Covariant Electrodynamics the Easy Way, Part I: Vector Triple Products in Minkowski Spacetime
In this post, I introduce covariant electrodynamics in the least painful way I know: by extending the vector triple product to Minkowski spacetime. The reader is assumed to have some familiarity with four-vectors and Euclidean vector calculus, but we won’t use any index gymnastics or explicit rank-2 tensors; just four-vectors. (In Part II we’ll use dyadics, which are like “tensors lite.”)
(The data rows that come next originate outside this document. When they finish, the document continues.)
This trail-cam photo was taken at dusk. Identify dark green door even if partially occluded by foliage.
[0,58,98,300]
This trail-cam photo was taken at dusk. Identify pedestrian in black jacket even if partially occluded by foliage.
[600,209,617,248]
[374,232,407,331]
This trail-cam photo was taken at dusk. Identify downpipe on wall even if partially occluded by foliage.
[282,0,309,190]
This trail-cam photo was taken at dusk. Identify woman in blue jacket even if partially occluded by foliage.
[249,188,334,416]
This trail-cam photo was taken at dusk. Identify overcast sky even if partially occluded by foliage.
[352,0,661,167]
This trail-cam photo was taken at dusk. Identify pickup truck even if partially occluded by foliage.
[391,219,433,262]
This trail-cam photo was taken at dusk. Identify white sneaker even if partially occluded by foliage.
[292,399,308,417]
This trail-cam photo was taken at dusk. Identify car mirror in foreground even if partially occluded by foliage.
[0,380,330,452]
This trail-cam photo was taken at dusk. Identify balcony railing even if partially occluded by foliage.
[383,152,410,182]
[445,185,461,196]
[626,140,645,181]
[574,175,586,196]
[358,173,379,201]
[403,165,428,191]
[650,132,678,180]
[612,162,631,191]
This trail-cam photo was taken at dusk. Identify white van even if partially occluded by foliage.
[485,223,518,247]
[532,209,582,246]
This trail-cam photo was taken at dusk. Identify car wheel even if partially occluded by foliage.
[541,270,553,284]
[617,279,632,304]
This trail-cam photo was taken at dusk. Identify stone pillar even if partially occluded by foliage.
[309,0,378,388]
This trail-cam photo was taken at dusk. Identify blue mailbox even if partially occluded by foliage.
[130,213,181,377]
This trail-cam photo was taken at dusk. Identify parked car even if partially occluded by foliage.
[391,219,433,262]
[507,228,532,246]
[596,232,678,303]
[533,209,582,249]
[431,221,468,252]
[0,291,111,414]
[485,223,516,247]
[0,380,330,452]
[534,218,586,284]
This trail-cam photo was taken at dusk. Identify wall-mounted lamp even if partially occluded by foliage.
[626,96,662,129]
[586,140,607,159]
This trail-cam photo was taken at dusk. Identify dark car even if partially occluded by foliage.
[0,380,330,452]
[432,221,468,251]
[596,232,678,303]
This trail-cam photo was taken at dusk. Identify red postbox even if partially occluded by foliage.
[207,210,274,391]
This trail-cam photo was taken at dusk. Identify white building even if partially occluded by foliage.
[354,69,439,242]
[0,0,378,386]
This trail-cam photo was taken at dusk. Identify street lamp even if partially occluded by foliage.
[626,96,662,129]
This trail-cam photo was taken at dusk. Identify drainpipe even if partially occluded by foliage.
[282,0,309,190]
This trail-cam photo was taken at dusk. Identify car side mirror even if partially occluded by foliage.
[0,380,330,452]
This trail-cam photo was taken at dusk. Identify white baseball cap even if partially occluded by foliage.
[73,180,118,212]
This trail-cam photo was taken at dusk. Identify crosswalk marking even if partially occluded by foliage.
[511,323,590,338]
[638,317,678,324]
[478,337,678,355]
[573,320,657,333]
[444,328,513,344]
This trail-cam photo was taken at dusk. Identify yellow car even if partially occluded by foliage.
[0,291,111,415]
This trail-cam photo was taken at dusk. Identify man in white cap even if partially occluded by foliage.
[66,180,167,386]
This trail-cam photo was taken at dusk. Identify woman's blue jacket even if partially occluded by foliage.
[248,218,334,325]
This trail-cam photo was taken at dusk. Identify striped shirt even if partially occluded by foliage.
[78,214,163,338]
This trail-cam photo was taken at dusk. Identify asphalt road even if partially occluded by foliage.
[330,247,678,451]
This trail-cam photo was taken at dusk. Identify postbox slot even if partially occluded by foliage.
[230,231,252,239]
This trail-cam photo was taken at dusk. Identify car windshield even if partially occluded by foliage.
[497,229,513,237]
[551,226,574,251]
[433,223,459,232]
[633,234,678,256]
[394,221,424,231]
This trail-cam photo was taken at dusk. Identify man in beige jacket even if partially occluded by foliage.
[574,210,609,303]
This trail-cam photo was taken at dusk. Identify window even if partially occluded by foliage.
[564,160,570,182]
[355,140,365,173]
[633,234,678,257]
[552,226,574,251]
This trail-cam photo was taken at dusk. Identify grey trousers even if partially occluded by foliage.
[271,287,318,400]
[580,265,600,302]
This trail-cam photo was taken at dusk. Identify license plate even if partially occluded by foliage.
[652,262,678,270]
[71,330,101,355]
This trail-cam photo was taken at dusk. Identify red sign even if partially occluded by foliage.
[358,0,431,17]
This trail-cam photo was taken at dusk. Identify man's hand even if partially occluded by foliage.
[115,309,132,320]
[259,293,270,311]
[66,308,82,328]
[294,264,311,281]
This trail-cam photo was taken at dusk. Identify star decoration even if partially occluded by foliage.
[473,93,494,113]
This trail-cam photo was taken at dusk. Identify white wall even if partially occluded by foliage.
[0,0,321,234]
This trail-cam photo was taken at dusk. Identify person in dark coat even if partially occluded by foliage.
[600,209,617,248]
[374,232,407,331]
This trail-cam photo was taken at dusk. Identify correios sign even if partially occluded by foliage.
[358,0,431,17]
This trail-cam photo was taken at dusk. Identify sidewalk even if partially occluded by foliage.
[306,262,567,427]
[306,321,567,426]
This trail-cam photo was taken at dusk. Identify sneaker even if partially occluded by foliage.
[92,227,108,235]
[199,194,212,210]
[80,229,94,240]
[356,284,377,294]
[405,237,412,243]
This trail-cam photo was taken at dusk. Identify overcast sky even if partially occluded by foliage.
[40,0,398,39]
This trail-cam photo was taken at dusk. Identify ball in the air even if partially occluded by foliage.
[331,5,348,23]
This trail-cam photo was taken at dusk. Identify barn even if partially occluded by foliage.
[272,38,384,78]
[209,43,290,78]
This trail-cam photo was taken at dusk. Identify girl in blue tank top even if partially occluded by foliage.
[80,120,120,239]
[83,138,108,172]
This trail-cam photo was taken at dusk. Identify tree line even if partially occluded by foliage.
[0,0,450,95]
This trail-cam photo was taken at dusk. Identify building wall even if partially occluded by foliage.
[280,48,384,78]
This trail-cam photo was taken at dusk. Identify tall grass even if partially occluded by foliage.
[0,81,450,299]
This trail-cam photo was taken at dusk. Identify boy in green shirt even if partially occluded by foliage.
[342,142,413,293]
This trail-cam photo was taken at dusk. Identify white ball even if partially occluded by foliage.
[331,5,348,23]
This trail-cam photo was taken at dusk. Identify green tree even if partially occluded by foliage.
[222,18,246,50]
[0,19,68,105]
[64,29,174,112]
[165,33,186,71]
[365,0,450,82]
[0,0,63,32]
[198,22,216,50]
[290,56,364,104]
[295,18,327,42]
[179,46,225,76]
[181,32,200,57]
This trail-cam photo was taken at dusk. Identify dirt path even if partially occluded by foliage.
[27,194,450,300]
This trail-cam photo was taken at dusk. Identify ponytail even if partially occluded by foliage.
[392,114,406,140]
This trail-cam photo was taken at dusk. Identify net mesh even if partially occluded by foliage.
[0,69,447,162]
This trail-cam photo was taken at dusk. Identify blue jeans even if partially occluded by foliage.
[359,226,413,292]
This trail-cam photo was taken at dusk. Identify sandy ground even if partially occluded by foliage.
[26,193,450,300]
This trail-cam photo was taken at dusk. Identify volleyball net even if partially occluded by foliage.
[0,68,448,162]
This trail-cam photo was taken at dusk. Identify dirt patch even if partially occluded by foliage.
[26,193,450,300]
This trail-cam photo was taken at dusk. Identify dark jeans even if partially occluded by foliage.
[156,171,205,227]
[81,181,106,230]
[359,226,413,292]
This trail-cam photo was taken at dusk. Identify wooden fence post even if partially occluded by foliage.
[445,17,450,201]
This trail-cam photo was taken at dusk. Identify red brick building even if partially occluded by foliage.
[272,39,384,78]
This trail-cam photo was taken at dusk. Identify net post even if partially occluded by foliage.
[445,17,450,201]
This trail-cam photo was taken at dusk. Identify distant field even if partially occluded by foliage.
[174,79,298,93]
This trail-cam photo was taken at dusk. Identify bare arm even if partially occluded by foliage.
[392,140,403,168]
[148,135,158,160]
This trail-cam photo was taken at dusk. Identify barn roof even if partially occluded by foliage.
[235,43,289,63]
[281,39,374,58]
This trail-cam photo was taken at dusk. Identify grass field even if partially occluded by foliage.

I developed this approach myself, and I’ve found no other sources that employ it. If you’ve seen it elsewhere, please let me know (email address at the bottom of the page).
Mathematical Preliminaries
The “bac - cab” Rule
In three-dimensional Euclidean space, we have this lovely vector identity:
\[\mathbf a \times (\mathbf b \times \mathbf c) = \mathbf b (\mathbf a \cdot \mathbf c) - \mathbf c (\mathbf a \cdot \mathbf b) .\]The cross product \(\mathbf b \times \mathbf c\) is perpendicular to \(\mathbf b\) and \(\mathbf c\) and defined only in three dimensions (where an axis that’s orthogonal to a pair of vectors is unique). The vector triple product \(\mathbf a \times (\mathbf b \times \mathbf c)\), on the other hand, is a linear combination of \(\mathbf b\) and \(\mathbf c\), which is to say that it’s a vector that lies in the plane they span (its direction is given by the projection of \(\mathbf a\) onto that plane, rotated 90° in the \(\mathbf c\)-to-\(\mathbf b\) sense—see the illustration below from Wikipedia, but don’t let it mislead you into thinking that the vector’s magnitude is necessarily equal to that of \(\mathbf a\)’s projection onto the plane). So although the cross product is restricted to three-dimensional Euclidean space, there’s nothing stopping us from using the “bac - cab” combination in other contexts.
Four-Vector Triple Product
Accordingly, we can define a “vector triple product” in four-dimensional Minkowski spacetime:
\[\mathbf A \; \text{“} \mkern-5mu \times (\mathbf B \times \mkern-5mu \text{”} \, \mathbf C) = \mathbf B (\mathbf A \cdot \mathbf C) - \mathbf C (\mathbf A \cdot \mathbf B).\]Here the dot means the Minkowski dot product (we’ll use capital letters for four-vectors in this post), and the scare quotes on the left side remind us that the cross product itself isn’t actually defined in Minkowski spacetime (don’t take the \(\times\) notation literally!).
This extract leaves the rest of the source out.